FAIRBANKS (AP) -- As Interior-area manager for the Department of Transportation, Ron Reitano doesn't usually hope for snow. But things are a little different this year.
''We would like it to snow,'' Reitano told the Fairbanks Daily News-Miner.
This winter's unusual weather has left roads free of snow. Instead, crews have been dealing with ice. Moving snow is easier than melting ice and road crews have been scrambling for the past two months to keep glazed roads safe for motorists.
Instead of paying money to remove snow, the state is spending money to spread gravel, sand and salt on roads. The state Department of Transportation is quickly using up the sand and gravel it bought for this winter, DOT spokeswoman Shannon McCarthy said.

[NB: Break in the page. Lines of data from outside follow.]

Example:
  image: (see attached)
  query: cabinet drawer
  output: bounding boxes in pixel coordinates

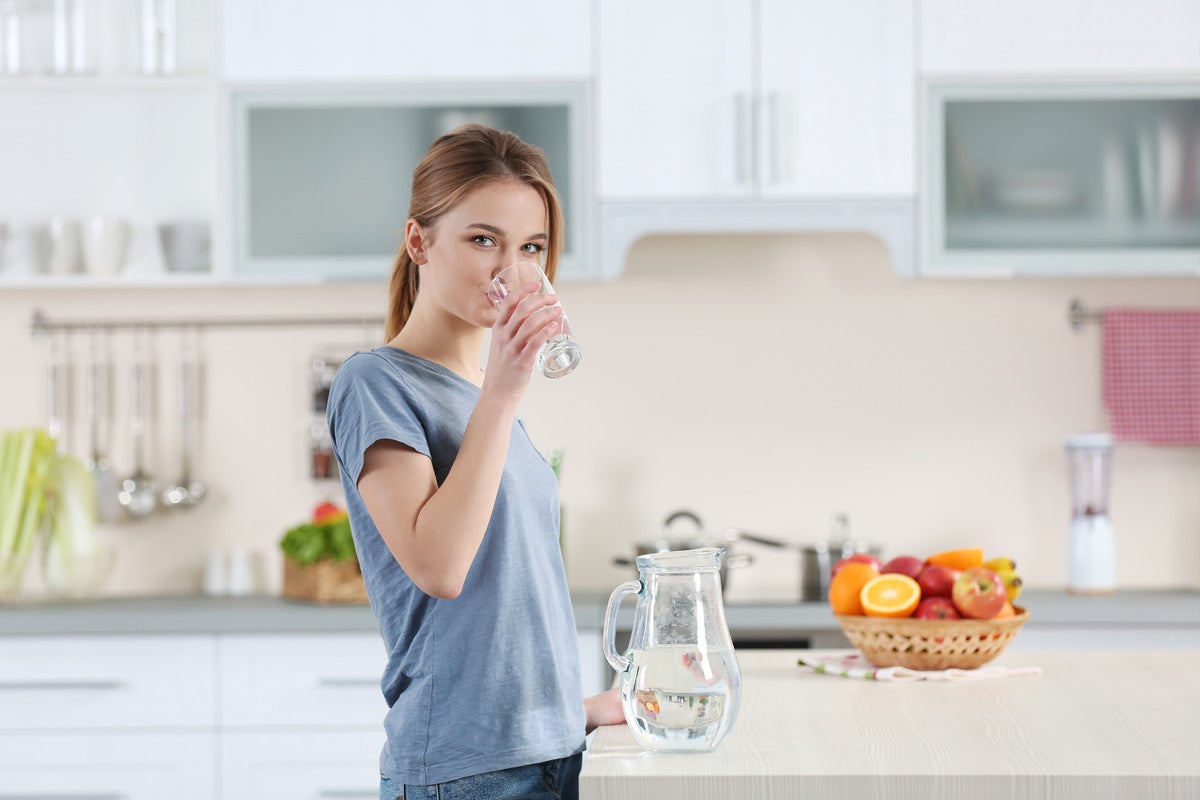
[0,636,216,730]
[220,633,388,727]
[222,730,385,800]
[0,731,215,799]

''We buy 8,000 yards at the start of each year, and we've gone through about half,'' she said of the Interior's supply. ''Typically, we'd have gone through about 2,000 yards by now.''
The state has already run out of salt in Fairbanks and had to order more from Anchorage, Reitano said. The salt is mixed in with the gravel and is put on the slickest areas, he said.

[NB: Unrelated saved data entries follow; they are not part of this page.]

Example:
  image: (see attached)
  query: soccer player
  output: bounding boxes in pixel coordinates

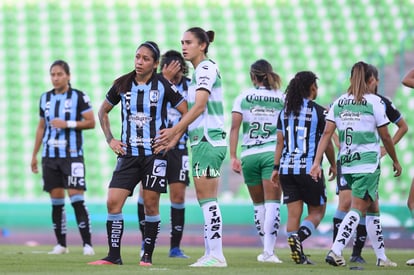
[271,71,336,264]
[401,68,414,266]
[332,64,407,264]
[230,59,284,263]
[310,61,401,267]
[31,60,95,256]
[88,41,187,266]
[137,50,191,259]
[154,27,228,267]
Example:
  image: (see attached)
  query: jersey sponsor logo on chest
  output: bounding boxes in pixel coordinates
[129,112,152,128]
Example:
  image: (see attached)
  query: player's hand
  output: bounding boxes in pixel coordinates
[31,156,38,173]
[108,138,127,155]
[393,161,402,177]
[328,165,337,181]
[231,157,241,174]
[50,118,67,129]
[271,170,280,188]
[309,164,322,181]
[162,61,181,83]
[153,128,181,154]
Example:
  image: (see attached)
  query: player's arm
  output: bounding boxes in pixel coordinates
[402,68,414,88]
[309,120,336,180]
[154,89,208,153]
[230,112,242,174]
[31,118,45,174]
[98,99,126,155]
[378,124,401,177]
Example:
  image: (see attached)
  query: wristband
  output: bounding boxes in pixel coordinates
[66,120,77,128]
[273,164,280,171]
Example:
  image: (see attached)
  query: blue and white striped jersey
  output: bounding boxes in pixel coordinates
[39,88,92,158]
[106,73,185,156]
[277,99,327,175]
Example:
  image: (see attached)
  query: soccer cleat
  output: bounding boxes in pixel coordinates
[287,234,304,264]
[299,254,314,265]
[169,247,189,258]
[88,257,123,265]
[257,252,283,263]
[349,255,366,264]
[376,258,397,267]
[139,253,152,266]
[83,244,95,256]
[406,258,414,266]
[48,244,69,255]
[325,250,346,266]
[189,255,227,267]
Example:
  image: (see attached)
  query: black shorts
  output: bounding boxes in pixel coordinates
[42,157,87,192]
[279,174,327,206]
[166,148,189,186]
[336,160,351,195]
[109,155,168,194]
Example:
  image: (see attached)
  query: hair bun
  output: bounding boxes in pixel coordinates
[206,30,215,43]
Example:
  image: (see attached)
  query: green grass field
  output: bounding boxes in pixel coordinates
[1,245,412,274]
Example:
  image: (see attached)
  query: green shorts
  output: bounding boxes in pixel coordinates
[191,141,227,178]
[343,168,380,201]
[241,151,274,186]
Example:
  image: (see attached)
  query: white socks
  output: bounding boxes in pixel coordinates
[201,201,225,261]
[366,214,386,261]
[253,204,265,245]
[331,210,360,255]
[263,202,280,255]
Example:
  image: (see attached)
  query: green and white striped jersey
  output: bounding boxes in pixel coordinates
[232,87,285,158]
[327,93,389,174]
[187,59,226,147]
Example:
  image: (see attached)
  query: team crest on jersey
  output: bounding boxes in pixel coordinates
[45,101,51,117]
[150,90,159,103]
[64,99,72,113]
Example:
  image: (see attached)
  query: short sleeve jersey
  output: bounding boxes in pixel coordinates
[187,59,226,147]
[165,76,190,150]
[277,99,327,174]
[232,87,285,158]
[105,73,184,156]
[376,94,402,124]
[327,93,389,174]
[39,88,93,158]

So far, the state has used about 100 tons of salt, which is usually enough to last the winter, Reitano said. DOT bought an additional 100 tons of salt at $120 a ton to get through the rest of the winter. At this rate, though, it may not be enough.
The more sand and gravel that is put on the roads now means more work for DOT and city workers in the spring. Crews will have to clean up gravel at intersections and sweep gravel off streets and sidewalks, Reitano said.